Furthermore, it is difficult to make a head to head comparison of the relative contribution of risk factors. The estimated main effects of predictors in a model depend on the covariates used and unmeasured factors, such as unmodeled interaction effects. For example, we know that Huntingdon’s disease is 100% genetic (people with >40 CAG repeats will develop it with full penetrance if they live long enough). However, if in a sample of relatives of patients with Huntington’s disease, a regression model uses age and number of CAG repeats as predictors of the disease, age will explain a considerable proportion of the variance. This does not make the disease less genetic.
The authors rightly conclude that socioenvironmental factors explained the bulk of the variance of mental health, with PRS-Sz making only a small contribution. This is an important finding because it highlights the limitations of the uncritical applications of PRS-Sz in any phenotypes. Does this make PRS-Sz obsolete? No, but realistic hypotheses need to be developed. Accepting that PRS lack impact in analyses focusing on prediction in epidemiological setting, it remains a useful tool for the biological validation of psychopathology constructs and for making etiological inferences. As we are born with our genes, which predate the disease onset or any socioenvironmental risk, any associations or mediation effects can only be one directional.

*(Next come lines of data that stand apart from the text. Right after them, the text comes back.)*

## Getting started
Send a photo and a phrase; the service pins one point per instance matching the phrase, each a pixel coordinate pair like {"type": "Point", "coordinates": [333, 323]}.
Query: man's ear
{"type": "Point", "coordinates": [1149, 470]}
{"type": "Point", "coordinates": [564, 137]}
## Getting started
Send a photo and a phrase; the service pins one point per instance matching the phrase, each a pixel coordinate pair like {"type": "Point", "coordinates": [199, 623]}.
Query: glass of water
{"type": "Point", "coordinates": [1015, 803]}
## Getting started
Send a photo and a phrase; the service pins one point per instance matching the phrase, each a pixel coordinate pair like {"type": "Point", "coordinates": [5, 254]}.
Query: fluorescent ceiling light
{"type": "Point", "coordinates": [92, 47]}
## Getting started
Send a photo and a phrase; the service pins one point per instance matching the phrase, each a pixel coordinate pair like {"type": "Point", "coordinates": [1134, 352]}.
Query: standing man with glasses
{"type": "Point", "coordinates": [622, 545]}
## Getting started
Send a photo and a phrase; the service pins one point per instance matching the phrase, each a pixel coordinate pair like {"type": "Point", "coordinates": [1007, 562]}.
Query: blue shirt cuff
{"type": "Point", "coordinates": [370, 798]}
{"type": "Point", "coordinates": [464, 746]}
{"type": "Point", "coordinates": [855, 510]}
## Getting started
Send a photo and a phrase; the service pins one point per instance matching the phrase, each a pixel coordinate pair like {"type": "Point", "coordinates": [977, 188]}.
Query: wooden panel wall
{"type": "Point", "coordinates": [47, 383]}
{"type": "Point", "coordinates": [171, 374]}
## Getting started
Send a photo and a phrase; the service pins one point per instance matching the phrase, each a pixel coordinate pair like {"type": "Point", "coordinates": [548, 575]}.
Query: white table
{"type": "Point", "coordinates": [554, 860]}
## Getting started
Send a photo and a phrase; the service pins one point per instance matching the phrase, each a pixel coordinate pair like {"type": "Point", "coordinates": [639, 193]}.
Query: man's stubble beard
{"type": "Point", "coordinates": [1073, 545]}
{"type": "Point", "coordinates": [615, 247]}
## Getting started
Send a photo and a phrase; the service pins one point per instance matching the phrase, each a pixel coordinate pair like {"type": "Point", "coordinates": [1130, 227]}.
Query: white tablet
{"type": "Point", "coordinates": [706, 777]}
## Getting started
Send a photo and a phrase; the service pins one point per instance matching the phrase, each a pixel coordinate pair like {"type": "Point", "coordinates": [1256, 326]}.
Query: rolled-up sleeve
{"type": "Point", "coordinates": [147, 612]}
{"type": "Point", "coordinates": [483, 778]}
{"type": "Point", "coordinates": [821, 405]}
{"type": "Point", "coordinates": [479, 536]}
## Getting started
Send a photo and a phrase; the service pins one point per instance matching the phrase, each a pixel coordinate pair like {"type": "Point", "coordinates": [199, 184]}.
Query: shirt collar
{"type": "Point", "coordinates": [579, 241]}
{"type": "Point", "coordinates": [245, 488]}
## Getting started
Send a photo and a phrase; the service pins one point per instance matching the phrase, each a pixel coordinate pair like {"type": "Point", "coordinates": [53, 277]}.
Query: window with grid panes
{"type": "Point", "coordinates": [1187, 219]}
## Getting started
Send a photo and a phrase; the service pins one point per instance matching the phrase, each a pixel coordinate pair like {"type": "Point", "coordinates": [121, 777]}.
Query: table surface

These are early days, and PRSs are constantly being refined and gaining statistical power. PRSs represent the crude summing of all variants influencing risk of the phenotype in question. It may be that within this single measure, gene subsets based on specific biological processes (eg neurotransmitter systems) or PRS for specific pathology rather than clinical syndromes can be calculated and applied to the study of gene-environment interaction. For example, would one expect the same genetic pathway to make an individual more susceptible to schizophrenia when exposed to obstetric complications, child abuse, or drug abuse? It should soon be possible to answer such questions.
Funding
Both authors were supported in part by the Biomedical Research Centre of the South London and Maudsley NHS Foundation Trust.
Conflict of Interest
R.M.M. has received payments for lectures from Janssen, Sunovian, Lundbeck, Otsuka, Angelini, and Rekordati.